Overall, we can say that feedback improves a shallow understanding. That means, feedback can partly encourage users to better understand that typing behavior is the reason for reauthentication, but this does not mean that they understand how typing behavior can be the reason for reauthentication.
Plausibility of the Feedback
There were 27 % of subjects in the feedback-group that were very confused about the feedback information. The participants gave different reasons why the feedback was not considered credible: Some of them expressed that they had the feeling that the information did not match their pattern. Their gut feeling, so to speak, told them that it was not quite right.
Some subjects that perceived their own typing behavior as normal could simply not imagine that this was a reason for reauthentication. Another observation that is similar to this idea of normal typing behavior is the statement that subjects could not notice any difference. We think that the feeling of implausibility could come from the fact that deviations, which are already decisive for a reauthentication in the keystroke dynamics analysis, are not yet in the perceptible range of human subjects.
A final aspect is reference value: Some subjects expressed the idea that their typing behavior was compared to that of others. When they received feedback that they typed too slowly, they thought this meant in comparison to others and not in comparison to their own typing behavior in the past. One respondent sums up this finding: If I’m slow, is there anyone who can do it faster?
Overall, we can say that there is a connection between the understanding of continuous authentication using keystroke dynamics and feedback: A person who receives feedback is more likely to have the idea that the necessary reauthentication is due to typing behavior. However, it was also found that despite this idea about the typing behavior there was confusion and a lack of understanding about the feedback info among several participants. Thus, we conclude that the feedback may help users to better understand that typing behavior is the reason for the necessary reauthentication, but it doesn’t help to understand it deeply.

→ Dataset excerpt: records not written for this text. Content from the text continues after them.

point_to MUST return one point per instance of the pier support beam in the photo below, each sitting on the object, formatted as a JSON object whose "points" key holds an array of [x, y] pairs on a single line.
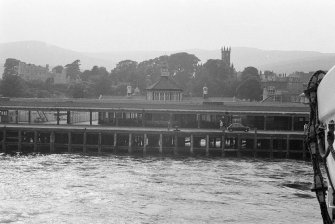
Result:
{"points": [[239, 146], [207, 145], [58, 118], [84, 142], [90, 117], [19, 144], [287, 146], [175, 150], [130, 141], [161, 143], [271, 147], [69, 150], [35, 141], [255, 144], [192, 144], [145, 144], [115, 141], [223, 144], [29, 116], [99, 143], [52, 142]]}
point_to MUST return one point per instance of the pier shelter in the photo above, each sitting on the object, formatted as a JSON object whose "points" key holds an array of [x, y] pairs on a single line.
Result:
{"points": [[141, 126]]}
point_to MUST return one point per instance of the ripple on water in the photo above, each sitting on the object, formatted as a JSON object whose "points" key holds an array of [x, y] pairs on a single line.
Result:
{"points": [[123, 189]]}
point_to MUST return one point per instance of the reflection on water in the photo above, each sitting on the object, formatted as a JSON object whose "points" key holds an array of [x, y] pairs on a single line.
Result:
{"points": [[113, 189]]}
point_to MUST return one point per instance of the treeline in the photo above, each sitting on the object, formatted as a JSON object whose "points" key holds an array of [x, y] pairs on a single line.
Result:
{"points": [[221, 79]]}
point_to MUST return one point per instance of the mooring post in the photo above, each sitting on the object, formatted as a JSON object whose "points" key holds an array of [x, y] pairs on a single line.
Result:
{"points": [[271, 147], [192, 144], [90, 117], [16, 116], [287, 146], [175, 149], [130, 141], [207, 145], [255, 143], [69, 142], [223, 143], [161, 143], [29, 116], [19, 144], [144, 144], [115, 141], [303, 150], [4, 133], [99, 143], [52, 142], [35, 141], [84, 141], [58, 118], [239, 146]]}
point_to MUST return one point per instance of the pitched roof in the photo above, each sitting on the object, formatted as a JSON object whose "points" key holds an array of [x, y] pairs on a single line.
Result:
{"points": [[165, 83]]}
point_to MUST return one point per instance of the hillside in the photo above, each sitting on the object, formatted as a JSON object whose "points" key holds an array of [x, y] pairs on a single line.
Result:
{"points": [[41, 53]]}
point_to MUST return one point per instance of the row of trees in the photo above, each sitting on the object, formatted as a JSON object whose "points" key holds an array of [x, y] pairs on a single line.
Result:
{"points": [[190, 75]]}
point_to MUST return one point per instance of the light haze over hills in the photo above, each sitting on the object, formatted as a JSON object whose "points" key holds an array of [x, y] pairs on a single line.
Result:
{"points": [[41, 53]]}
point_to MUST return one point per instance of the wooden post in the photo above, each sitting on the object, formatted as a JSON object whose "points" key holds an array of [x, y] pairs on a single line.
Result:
{"points": [[99, 143], [292, 123], [271, 147], [223, 143], [303, 150], [207, 145], [192, 144], [84, 141], [35, 141], [58, 118], [238, 145], [161, 143], [69, 142], [130, 141], [68, 117], [144, 144], [16, 116], [115, 141], [175, 151], [4, 133], [52, 142], [287, 146], [29, 116], [19, 146], [198, 120], [255, 144], [90, 117]]}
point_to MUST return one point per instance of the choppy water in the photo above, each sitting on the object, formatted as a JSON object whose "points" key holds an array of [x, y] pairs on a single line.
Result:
{"points": [[110, 189]]}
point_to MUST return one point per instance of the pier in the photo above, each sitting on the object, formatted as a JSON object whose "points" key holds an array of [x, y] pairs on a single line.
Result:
{"points": [[151, 129]]}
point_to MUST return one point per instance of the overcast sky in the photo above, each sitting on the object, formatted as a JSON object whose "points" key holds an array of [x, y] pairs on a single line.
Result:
{"points": [[109, 25]]}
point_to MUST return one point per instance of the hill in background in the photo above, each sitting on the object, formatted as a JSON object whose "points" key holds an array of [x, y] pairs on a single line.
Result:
{"points": [[41, 53]]}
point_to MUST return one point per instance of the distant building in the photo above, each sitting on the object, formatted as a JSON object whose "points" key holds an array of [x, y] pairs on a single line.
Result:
{"points": [[60, 77], [31, 72], [165, 89], [280, 88]]}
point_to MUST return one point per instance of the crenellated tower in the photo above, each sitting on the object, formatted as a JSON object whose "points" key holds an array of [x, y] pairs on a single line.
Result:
{"points": [[225, 55]]}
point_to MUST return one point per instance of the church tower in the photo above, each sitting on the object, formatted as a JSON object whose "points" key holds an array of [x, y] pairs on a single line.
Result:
{"points": [[225, 55]]}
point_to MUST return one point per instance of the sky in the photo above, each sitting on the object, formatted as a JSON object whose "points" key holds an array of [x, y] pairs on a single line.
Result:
{"points": [[171, 25]]}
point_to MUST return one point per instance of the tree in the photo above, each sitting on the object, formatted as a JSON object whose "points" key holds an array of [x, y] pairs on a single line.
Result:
{"points": [[10, 66], [250, 72], [13, 86], [249, 89], [73, 70], [58, 69]]}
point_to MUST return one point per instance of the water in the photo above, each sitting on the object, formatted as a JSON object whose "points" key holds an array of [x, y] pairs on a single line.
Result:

In general, the problem of credibility argues that the content of the feedback should be modified and perhaps no longer refer to typing speed. An alternative would be, for example, a more abstract formulation: Your typing behavior has deviated greatly from your usual typing behavior or You have typed more irregularly than usual. Another approach would be, instead of describing the deviation in words, to graphically represent the deviation to increase credibility and improve understanding.
Continuous authentication is still in its infancy despite long research. More focus needs to be placed on usability and practical application. Implementations of continuous authentication are not yet perfect, still have false rejections, and there are too few approaches so that users can better understand the authentication method. As long as that is the case, the password will probably remain the dominant authentication method.
It is important to improve the understanding of users and to take that into account in the implementation. It is well known that users tend to create easily crackable passwords when there are no guidelines during registration on what a secure password looks like. Continuous authentication should learn from these past failures of established authentication methods and take user understanding into account and improve it.